China’s Urban Billion
by Tom Miller
Zed Books, 2012
Early on in his well-researched book, Tom Miller, the managing editor of China Economic Quarterly, lays out the scale of the problem confronting the country in which he has lived for over a decade. In 1980, fewer than 200 million of China’s people lived in towns and cities. But just 30 years later, an additional 500 million – the equivalent of the combined populations of the US, UK, France and Italy – had upped sticks and left the countryside for the big smoke.
There are many issues associated with what this book’s subtitle declares “the biggest migration in human history”. For starters, people aren’t just relocating to pre-existing cities. They’ve been moving to an ever-growing number of brand-new ones, built both to stimulate and meet demand. Since the 1980s, China has covered an area the size of Switzerland in concrete and asphalt, expanding its urban area more than fourfold.
This land hasn’t just materialised from nowhere. Around 200,000 hectares are “requisitioned” from farmers each year, leaving some 3 million farmers landless and causing mass civil unrest. Miller cites Sun Liping of Tsinghua University, who estimates that there were a staggering 180,000 “mass incidents” in 2010, covering everything from street fights to protests. An estimated 60% of these “mass incidents” were a result of land requisitions.

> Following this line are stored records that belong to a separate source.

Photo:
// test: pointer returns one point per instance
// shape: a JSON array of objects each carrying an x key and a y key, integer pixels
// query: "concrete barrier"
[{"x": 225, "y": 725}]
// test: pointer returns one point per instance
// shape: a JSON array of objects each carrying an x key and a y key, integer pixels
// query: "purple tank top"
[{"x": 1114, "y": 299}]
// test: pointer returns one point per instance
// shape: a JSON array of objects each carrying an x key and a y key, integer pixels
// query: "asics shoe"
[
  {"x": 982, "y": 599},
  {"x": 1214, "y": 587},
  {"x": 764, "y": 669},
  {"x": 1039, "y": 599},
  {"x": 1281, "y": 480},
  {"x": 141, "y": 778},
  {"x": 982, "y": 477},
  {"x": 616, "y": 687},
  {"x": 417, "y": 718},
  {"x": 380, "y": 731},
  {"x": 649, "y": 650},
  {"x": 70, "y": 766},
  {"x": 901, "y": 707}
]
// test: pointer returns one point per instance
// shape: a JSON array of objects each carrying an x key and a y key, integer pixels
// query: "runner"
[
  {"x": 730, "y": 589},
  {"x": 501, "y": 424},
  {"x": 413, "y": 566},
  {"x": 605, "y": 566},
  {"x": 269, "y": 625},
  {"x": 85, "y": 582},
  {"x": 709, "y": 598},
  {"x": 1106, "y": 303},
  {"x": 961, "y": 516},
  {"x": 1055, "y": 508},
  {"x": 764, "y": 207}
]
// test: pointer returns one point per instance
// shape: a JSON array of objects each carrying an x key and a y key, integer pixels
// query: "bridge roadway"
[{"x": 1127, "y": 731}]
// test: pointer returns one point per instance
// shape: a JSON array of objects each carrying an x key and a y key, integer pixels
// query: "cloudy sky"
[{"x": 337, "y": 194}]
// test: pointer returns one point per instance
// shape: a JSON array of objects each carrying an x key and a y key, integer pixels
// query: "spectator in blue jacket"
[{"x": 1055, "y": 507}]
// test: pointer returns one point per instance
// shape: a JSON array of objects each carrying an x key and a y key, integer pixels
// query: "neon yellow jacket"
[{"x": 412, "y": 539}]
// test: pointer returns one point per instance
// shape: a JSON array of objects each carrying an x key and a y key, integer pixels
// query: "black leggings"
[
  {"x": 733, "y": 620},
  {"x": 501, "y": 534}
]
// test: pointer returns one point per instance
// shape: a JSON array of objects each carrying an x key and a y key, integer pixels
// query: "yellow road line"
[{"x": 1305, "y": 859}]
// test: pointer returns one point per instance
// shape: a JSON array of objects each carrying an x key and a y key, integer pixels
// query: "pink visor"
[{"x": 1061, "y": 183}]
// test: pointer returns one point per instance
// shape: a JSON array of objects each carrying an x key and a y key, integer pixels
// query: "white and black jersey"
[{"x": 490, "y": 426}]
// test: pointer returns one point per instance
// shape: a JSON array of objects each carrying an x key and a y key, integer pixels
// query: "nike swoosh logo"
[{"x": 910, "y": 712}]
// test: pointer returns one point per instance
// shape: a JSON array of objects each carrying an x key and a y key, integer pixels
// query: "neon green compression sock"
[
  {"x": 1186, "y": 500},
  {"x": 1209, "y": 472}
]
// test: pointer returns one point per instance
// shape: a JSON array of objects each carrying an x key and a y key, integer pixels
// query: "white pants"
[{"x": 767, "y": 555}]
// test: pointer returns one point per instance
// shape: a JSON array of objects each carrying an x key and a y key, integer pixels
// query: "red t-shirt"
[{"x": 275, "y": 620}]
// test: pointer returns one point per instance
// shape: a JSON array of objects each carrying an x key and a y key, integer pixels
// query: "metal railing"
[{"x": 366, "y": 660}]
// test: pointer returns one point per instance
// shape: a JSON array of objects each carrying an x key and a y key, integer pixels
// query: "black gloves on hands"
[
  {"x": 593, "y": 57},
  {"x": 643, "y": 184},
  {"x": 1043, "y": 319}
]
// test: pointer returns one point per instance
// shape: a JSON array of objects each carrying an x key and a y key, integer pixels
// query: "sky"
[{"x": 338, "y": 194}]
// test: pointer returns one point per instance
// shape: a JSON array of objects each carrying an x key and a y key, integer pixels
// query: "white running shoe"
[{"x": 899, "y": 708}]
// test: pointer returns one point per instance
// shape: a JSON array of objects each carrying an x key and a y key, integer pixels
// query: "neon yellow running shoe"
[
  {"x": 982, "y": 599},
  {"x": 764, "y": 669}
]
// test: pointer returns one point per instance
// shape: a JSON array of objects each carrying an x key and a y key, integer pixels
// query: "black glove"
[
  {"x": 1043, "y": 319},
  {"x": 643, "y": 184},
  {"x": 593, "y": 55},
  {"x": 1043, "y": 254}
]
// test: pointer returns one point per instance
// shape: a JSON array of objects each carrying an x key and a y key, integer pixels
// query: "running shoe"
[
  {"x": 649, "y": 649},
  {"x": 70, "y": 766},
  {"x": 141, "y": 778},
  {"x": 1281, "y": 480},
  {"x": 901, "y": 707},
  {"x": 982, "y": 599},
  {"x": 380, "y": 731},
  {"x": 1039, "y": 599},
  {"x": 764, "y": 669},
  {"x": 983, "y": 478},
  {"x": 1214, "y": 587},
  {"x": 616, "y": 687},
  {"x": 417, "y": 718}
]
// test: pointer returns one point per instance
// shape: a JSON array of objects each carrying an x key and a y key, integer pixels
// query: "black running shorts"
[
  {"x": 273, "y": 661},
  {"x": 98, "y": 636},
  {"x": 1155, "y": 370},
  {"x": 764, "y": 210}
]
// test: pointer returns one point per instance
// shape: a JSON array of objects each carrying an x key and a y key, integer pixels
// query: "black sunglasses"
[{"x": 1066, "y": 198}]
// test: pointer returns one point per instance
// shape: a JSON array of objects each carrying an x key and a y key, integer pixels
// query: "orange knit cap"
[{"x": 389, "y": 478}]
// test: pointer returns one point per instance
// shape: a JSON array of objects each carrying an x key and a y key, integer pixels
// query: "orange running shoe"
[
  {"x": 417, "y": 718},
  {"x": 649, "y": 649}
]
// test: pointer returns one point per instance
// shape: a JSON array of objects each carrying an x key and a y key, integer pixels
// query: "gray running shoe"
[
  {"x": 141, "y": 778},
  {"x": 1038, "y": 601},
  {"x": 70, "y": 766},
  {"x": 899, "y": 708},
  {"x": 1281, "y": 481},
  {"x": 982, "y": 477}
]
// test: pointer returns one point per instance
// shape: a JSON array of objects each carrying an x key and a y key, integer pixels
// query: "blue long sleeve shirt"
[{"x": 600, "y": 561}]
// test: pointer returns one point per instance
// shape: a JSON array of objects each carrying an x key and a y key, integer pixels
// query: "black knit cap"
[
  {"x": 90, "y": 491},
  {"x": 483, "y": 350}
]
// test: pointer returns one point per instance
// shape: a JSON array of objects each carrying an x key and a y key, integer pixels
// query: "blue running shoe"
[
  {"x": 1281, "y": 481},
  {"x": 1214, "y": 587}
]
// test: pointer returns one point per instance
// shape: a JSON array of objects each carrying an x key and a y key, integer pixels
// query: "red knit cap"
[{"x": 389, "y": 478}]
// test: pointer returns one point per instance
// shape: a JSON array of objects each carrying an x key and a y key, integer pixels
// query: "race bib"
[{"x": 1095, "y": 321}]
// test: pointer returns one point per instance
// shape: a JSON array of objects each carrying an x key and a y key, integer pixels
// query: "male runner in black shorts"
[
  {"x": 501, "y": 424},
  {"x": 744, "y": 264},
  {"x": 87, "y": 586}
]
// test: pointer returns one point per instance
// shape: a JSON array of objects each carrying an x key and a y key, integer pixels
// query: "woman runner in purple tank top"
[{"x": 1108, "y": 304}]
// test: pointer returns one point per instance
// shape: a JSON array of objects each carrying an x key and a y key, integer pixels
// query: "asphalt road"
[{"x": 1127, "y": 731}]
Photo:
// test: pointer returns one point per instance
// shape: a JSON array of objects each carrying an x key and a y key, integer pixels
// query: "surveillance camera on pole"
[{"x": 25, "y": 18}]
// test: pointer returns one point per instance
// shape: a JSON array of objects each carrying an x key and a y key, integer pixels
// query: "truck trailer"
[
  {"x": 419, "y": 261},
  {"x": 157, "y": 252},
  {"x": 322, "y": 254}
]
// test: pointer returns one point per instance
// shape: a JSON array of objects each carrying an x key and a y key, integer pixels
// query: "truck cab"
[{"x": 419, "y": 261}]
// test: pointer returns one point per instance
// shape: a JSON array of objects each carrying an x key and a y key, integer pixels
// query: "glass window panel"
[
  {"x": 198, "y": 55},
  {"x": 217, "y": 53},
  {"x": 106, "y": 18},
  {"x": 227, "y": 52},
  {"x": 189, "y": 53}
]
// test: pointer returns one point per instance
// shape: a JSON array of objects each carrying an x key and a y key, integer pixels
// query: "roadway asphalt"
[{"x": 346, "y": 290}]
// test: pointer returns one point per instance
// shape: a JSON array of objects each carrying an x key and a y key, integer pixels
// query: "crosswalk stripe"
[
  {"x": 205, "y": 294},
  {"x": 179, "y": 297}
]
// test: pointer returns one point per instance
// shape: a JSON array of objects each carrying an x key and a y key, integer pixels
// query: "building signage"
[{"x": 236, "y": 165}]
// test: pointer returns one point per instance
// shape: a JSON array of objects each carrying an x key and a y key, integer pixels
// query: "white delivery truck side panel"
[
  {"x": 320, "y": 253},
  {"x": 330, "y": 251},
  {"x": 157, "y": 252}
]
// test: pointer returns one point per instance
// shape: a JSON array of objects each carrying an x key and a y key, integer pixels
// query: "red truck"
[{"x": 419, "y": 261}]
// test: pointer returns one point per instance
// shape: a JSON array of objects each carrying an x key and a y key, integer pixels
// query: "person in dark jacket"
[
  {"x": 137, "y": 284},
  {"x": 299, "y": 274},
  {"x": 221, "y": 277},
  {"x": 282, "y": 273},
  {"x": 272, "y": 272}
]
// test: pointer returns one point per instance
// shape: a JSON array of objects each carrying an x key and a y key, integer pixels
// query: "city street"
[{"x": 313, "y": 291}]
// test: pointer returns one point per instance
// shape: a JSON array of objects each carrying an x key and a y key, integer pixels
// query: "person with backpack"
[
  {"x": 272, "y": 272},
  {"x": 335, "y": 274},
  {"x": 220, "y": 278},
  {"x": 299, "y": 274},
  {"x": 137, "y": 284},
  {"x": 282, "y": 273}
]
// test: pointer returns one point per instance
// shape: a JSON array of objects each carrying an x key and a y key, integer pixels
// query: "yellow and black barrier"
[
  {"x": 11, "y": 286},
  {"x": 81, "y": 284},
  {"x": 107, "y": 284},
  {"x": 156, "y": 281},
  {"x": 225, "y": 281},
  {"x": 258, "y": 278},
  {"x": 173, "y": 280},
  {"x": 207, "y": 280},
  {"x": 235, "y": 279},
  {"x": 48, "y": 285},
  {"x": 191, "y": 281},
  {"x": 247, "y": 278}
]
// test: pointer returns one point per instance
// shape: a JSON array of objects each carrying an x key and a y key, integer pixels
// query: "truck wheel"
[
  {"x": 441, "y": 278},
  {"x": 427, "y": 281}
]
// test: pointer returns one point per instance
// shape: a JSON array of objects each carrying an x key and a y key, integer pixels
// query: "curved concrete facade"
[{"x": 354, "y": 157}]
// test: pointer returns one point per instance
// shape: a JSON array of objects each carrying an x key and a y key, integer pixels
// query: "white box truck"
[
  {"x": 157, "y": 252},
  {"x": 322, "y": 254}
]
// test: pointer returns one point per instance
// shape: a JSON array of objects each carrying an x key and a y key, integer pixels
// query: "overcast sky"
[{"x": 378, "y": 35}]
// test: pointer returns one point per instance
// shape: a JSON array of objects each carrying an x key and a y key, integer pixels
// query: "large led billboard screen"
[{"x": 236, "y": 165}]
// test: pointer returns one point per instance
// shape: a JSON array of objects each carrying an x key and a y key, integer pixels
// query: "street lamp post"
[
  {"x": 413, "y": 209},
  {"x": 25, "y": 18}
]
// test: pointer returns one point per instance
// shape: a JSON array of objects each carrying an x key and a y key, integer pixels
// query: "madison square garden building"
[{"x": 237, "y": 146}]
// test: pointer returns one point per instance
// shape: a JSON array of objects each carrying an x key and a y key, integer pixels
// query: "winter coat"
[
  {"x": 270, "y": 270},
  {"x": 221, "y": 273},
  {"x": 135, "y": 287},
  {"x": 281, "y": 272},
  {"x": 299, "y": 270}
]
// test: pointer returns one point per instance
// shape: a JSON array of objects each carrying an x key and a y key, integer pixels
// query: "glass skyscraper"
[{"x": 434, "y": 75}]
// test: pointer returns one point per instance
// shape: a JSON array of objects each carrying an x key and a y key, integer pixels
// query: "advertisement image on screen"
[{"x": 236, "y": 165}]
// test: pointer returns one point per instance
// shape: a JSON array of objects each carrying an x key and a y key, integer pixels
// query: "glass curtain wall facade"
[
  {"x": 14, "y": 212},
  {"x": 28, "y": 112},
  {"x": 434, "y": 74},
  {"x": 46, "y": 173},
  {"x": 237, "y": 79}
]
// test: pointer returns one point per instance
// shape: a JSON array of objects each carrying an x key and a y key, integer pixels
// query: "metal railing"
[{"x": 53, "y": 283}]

The cities replacing these farmlands are inefficiently designed, Miller argues, marked by urban sprawl and vast, wide road networks. And so a country that must feed one-fifth of the world’s population with 7% of its arable land is “using its most precious resource – land – far less efficiently than it needs to,” he writes. “Policy makers fear that the loss of farmland could eventually threaten food security.” Even former premier Wen Jiabao agreed, saying in 2011 that China had “lowered the costs of industrialisation and urbanisation by sacrificing farmers’ rights to land”.
These aren’t the only rights that the rural poor have sacrificed in their search for a better life. Under China’s household registration system, known as the hukou, migrant workers are legally bound to their rural home even after they have moved to the city. As a result they lead segregated lives, unable properly to become part of the cities they live and work in and rarely entitled to public welfare and social security, which most city governments only make available to those with an urban residents permit. So they work without subsidised healthcare or state education for their children, aware that they will get no unemployment benefit should they lose their jobs.
Yet despite all these privations, most feel it is worth the pain, for they can still earn as much in a month as a farmer can earn in year. Miller exhaustively reports the many moves afoot to reform this system, which for 30 years, he says, “has allowed China to industrialise on the cheap”. Yet he worries these reforms are too slow and piecemeal to have the desired effect. The risk is that unless something changes fast, China will see its cities turn into the slums that blight much of the rest of the developing world’s urban centres, from Delhi to Manila.
Because Miller’s focus is on the social impacts of China’s rush to urbanise, there is not as much on the environmental impacts of the many “grey, ugly and congested” cities as I would have hoped. He does provide some powerful statistics. Fewer than 20% of China’s cities meet World Health Organisation standards for sulphur dioxide and nitrogen dioxide levels, and almost none meet standards for particulate matter. More than 400 are short of water.
But there is little further analysis of what this might mean, or how to solve it beyond his suggestions of mass transit systems and higher-density urbanisation. Meanwhile, China’s newly better-off citizens are shunning metros and bikes in favour of the status associated with owning a car. As a result, the proportion of people cycling to work in Beijing fell from nearly two-thirds in 1986 to just 18% in 2010 – and 40% of car journeys were less than 5 kilometres.
He has little time for city greening initiatives like tree planting (“tinkering at the edges”) or high-profile ecocities like Dongtan (which never got built), dismissing them succinctly in one sentence: “Rather than wasting money on a handful of expensive and dubious ecocities, China would do better to ensure all new buildings are properly insulated.”
While Miller is clearly cynical of China’s environmental claims, his proposed solution seems little different from China’s – turn the rural poor into true consumers. He acknowledges that “from an environmental perspective, turning millions of farmers into urban consumers sounds like a nightmare in the offing,” but adds that “from an economic viewpoint, China needs to shift the onus of economic growth upwards greater domestic demand.”
But can these two viewpoints be so blithely divorced? There is no real questioning of where all the resources would come from to fuel such a boom in consumption. Africa is already being mined to drive China’s development. Does he believe this can continue indefinitely? And what of the global environmental impact of this surge in consumption, and the resource extraction that must fuel it?
In passing, Miller tells the story of a farmer who says that in the 1960s he couldn’t afford meat for even the Spring Festival, but now eats it every day. But this is seen as a sign of progress, without any concern for where China would find the land to feed its population if it shifted to a meat-based Chinese diet.
In the end then, I learned a great deal about what’s going on inside China, and the fate of its newly urban citizens. But I could have done with more to connect their journeys with what’s going on in the world beyond. Because how China deals with this issue will affect every one of us in our rush for dwindling resources on an ever-warming and increasingly interconnected planet.